Today’s guest post is by Sven Baker, Group CEO Designworks.
I might as well concede defeat before I start. I’m sorry. I HAVE NO BIG NEW IDEA. No profound insight that will shake the foundations of conventional wisdom.
A week ago I did have an idea, and at the time I thought a bloody good one! It was an idea centred on the transformative role design can play in business. Up until a week ago I was convinced of the power of Design Thinking to help transform business performance. I was going to be generous with our IP – I was going to share with you our Transformation process, peppered with illuminating case studies.
Such as how we’re working with New Zealand Post to revolutionise the experience of sending at retail from confusion to clarity.
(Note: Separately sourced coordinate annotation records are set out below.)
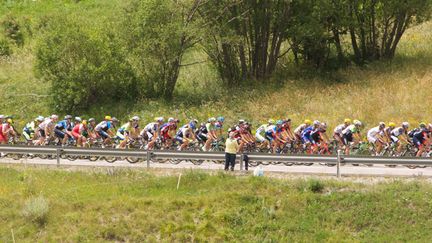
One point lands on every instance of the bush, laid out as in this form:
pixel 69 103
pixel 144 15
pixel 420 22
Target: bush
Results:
pixel 315 186
pixel 12 30
pixel 5 49
pixel 36 210
pixel 84 65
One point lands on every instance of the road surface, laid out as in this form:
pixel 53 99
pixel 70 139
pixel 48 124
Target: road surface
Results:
pixel 362 170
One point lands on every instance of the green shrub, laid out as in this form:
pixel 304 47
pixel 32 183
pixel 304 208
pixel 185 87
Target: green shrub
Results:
pixel 12 30
pixel 315 186
pixel 36 210
pixel 5 49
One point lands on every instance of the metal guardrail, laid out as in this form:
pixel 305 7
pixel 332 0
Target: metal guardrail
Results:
pixel 148 156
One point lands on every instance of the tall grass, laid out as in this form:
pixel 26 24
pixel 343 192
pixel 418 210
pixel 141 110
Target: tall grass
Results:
pixel 135 206
pixel 394 90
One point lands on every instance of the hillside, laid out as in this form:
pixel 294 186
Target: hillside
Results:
pixel 53 205
pixel 380 91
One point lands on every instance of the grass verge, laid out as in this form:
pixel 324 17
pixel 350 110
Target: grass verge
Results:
pixel 139 206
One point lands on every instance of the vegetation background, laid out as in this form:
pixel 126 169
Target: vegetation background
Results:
pixel 384 90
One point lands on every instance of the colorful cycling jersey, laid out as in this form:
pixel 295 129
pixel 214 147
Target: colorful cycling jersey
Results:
pixel 262 129
pixel 47 123
pixel 184 131
pixel 62 125
pixel 29 127
pixel 218 125
pixel 210 127
pixel 300 129
pixel 398 131
pixel 350 130
pixel 338 130
pixel 375 132
pixel 306 134
pixel 152 127
pixel 103 126
pixel 79 128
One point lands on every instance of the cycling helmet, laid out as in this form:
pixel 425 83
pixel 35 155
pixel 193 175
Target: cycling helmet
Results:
pixel 39 119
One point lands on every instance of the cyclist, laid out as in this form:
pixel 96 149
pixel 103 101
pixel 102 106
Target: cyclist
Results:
pixel 6 130
pixel 337 132
pixel 219 126
pixel 31 129
pixel 186 134
pixel 273 135
pixel 105 129
pixel 399 136
pixel 128 132
pixel 287 133
pixel 79 131
pixel 421 139
pixel 46 129
pixel 211 133
pixel 152 131
pixel 261 133
pixel 168 131
pixel 387 132
pixel 298 131
pixel 63 128
pixel 376 137
pixel 351 135
pixel 319 138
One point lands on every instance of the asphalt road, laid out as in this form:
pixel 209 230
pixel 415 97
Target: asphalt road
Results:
pixel 362 170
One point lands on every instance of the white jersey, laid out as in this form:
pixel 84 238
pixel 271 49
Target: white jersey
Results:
pixel 340 128
pixel 300 129
pixel 374 132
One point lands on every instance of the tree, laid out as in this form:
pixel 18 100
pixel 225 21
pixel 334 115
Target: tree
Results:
pixel 156 35
pixel 244 38
pixel 84 65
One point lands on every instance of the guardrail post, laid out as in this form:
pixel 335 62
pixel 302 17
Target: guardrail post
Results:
pixel 338 163
pixel 148 159
pixel 58 152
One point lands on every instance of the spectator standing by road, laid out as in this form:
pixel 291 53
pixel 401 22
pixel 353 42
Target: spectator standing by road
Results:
pixel 231 149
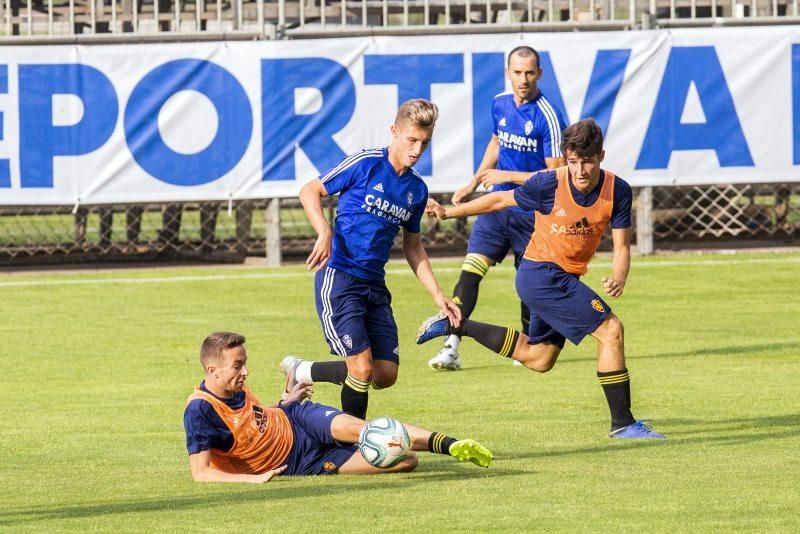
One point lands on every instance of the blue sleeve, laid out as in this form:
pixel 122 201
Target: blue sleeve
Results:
pixel 414 224
pixel 538 193
pixel 552 124
pixel 202 433
pixel 343 175
pixel 494 116
pixel 623 201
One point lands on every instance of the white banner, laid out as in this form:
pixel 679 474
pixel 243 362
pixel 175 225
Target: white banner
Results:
pixel 217 121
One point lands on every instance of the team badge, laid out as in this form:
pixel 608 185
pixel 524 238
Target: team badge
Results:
pixel 528 128
pixel 261 419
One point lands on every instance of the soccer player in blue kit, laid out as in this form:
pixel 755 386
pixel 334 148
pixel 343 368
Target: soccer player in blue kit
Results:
pixel 379 193
pixel 526 137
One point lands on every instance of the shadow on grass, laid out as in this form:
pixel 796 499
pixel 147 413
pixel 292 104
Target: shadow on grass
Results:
pixel 691 432
pixel 282 488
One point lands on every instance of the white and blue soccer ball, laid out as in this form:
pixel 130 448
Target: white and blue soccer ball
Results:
pixel 384 442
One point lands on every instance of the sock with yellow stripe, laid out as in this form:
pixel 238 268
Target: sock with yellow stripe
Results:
pixel 499 339
pixel 617 387
pixel 439 443
pixel 473 270
pixel 355 397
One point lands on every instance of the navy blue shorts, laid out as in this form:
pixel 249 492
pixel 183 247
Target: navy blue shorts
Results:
pixel 356 314
pixel 497 232
pixel 314 451
pixel 561 305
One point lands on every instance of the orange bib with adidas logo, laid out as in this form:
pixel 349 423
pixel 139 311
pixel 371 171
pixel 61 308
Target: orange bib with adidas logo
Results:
pixel 570 234
pixel 262 437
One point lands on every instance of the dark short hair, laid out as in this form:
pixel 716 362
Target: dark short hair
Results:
pixel 585 138
pixel 216 344
pixel 523 51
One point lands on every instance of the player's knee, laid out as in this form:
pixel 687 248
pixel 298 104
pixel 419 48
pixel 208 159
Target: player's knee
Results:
pixel 612 330
pixel 541 365
pixel 360 369
pixel 384 380
pixel 541 357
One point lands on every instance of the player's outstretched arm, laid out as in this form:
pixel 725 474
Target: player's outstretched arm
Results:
pixel 489 161
pixel 202 471
pixel 621 264
pixel 311 196
pixel 418 261
pixel 485 204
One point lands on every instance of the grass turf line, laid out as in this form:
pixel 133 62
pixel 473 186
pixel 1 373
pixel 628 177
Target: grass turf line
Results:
pixel 97 376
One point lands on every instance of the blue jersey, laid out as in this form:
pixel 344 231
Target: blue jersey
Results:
pixel 204 428
pixel 527 134
pixel 374 202
pixel 539 194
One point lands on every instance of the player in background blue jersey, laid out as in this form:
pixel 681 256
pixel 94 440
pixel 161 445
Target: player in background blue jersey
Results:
pixel 526 138
pixel 379 193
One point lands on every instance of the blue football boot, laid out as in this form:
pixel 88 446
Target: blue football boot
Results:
pixel 637 430
pixel 436 326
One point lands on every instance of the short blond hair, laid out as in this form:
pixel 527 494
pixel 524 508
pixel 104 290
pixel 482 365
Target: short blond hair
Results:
pixel 419 112
pixel 215 345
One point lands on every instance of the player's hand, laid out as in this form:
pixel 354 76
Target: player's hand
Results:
pixel 490 177
pixel 463 193
pixel 269 475
pixel 432 207
pixel 300 392
pixel 320 253
pixel 613 287
pixel 450 309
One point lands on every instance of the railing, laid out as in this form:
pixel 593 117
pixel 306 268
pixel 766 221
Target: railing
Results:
pixel 102 20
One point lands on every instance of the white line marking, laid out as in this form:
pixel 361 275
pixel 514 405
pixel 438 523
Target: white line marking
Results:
pixel 396 271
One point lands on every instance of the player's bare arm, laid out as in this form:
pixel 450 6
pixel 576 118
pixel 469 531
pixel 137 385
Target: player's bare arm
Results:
pixel 200 464
pixel 311 196
pixel 418 260
pixel 621 264
pixel 485 204
pixel 489 161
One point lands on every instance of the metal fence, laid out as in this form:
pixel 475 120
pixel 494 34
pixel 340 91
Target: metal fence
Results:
pixel 664 218
pixel 125 20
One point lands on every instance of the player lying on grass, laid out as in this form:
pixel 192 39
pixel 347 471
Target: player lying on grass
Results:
pixel 574 205
pixel 232 437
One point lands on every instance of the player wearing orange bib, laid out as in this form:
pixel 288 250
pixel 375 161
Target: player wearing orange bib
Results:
pixel 232 437
pixel 574 205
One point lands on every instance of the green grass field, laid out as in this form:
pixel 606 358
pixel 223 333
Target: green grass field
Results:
pixel 98 366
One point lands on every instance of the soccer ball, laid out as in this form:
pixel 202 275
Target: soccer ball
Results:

A new experience we co-created with customers.
How for Air New Zealand we’ve helped bust the drudgery of queuing in airports with a world first express check-in experience. And then went on to transform the nightmare of cattle class into the joy of ‘Cuddle Class.’
And finally shifting Telecom retail from selling handsets the old fashion way to selling bandwidth the new ‘smart way’ though engaging learning environments designed around the user’s world.
All of which aimed to demonstrate simply that ‘Design is a good idea’ – that as our name suggests, DESIGN WORKS.
But it appears it isn’t so. A week ago disaster struck. I was checking my email and I clicked on Fast Company’s website link and there it was… My heart sunk. To my horror! A blog post by design commentator Bruce Nussbaum. The headline read: ”Design thinking is a failed experiment. So what’s next?”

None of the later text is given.